Like people in general I have two fighting sides within me and tend to be either in one or another in periods. One Madeleine is earth-bound and enjoys partying, adventure and social life. She wants to live in Barcelona and feel the cosmopolite pulse, get new impulses and meet all sorts of people. The other Madeleine is mainly in a spiritual state of mind, working on her personal growth, in a pretty ascetic and introverted lifestyle, with yoga practice and high level of consciousness about health and environment. She wants to live in the countryside, sit on a rock and glance at the lake. Both of these sides are absolutely dependent on each other. To reach inner peace integration is needed.
I just turned 50 years and been working on balance, integration and a holistic view of life since I was 16. I think that’s what we all need to do, mankind, work on inner peace and outer peace by integration. To Love ourselves and one another will lead to peace and save our world.
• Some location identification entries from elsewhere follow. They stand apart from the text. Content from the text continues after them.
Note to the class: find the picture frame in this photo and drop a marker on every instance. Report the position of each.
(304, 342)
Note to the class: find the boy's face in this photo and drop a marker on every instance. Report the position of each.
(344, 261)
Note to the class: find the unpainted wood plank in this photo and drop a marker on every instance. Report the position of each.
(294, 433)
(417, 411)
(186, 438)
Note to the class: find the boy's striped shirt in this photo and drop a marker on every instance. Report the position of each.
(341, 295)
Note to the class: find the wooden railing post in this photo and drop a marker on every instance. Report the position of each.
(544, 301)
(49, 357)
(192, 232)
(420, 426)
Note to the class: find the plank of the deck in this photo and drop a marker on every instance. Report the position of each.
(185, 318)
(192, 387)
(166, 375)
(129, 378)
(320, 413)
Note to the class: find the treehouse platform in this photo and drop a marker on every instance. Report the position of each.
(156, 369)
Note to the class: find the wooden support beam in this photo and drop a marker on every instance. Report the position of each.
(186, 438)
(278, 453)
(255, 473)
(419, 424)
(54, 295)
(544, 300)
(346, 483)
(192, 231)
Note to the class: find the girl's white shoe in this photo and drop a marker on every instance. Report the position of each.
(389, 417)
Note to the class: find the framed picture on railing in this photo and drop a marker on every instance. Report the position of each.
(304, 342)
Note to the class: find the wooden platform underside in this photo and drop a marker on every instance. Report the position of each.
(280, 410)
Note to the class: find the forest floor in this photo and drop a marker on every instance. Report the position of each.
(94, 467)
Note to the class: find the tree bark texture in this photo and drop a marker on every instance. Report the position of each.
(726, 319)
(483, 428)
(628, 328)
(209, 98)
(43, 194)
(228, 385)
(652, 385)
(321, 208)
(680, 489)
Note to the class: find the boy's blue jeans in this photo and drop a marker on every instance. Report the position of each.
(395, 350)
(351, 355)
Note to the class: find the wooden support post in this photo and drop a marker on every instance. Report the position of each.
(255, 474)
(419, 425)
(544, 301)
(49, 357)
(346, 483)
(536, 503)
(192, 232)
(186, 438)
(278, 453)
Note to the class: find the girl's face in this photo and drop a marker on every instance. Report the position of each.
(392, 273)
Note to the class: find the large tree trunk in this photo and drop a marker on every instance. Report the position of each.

In my art practice I want to integrate things that usually don’t go together. In my kaleidoscope paintings The Star boy in a traditional Swedish custom is placed together with an Arabic ornament. East meets west, different dogmas and beliefs put together and create a new pattern, a new perspective.
When I paint the same kaleidoscope in inverted colours I create a diptych that together becomes “nothingness”. In my objects that mainly consist of recycled material and ready -mades I also strive to integrate different cultures. In my multi-cultic objects I put typical touristic things together into new objects. By spray-painting these objects grey with gold introduced slightly on the top the objects become equal to one another.
To work with art makes me feel more peaceful within. Since I, besides being an artist, also am a teacher in arts and trained as an art therapist I’ve seen many people gain peace through their art practice. I really get upset when the Swedish politicians, in spite of latest science on the necessity of using both brain halves, want to minimize art from high school. When I worked as a teacher in a preparing art school one of my students said:
“Instead of having military service for all men in Sweden I think they shall send everyone for one year to art school. The world would be so much better then!”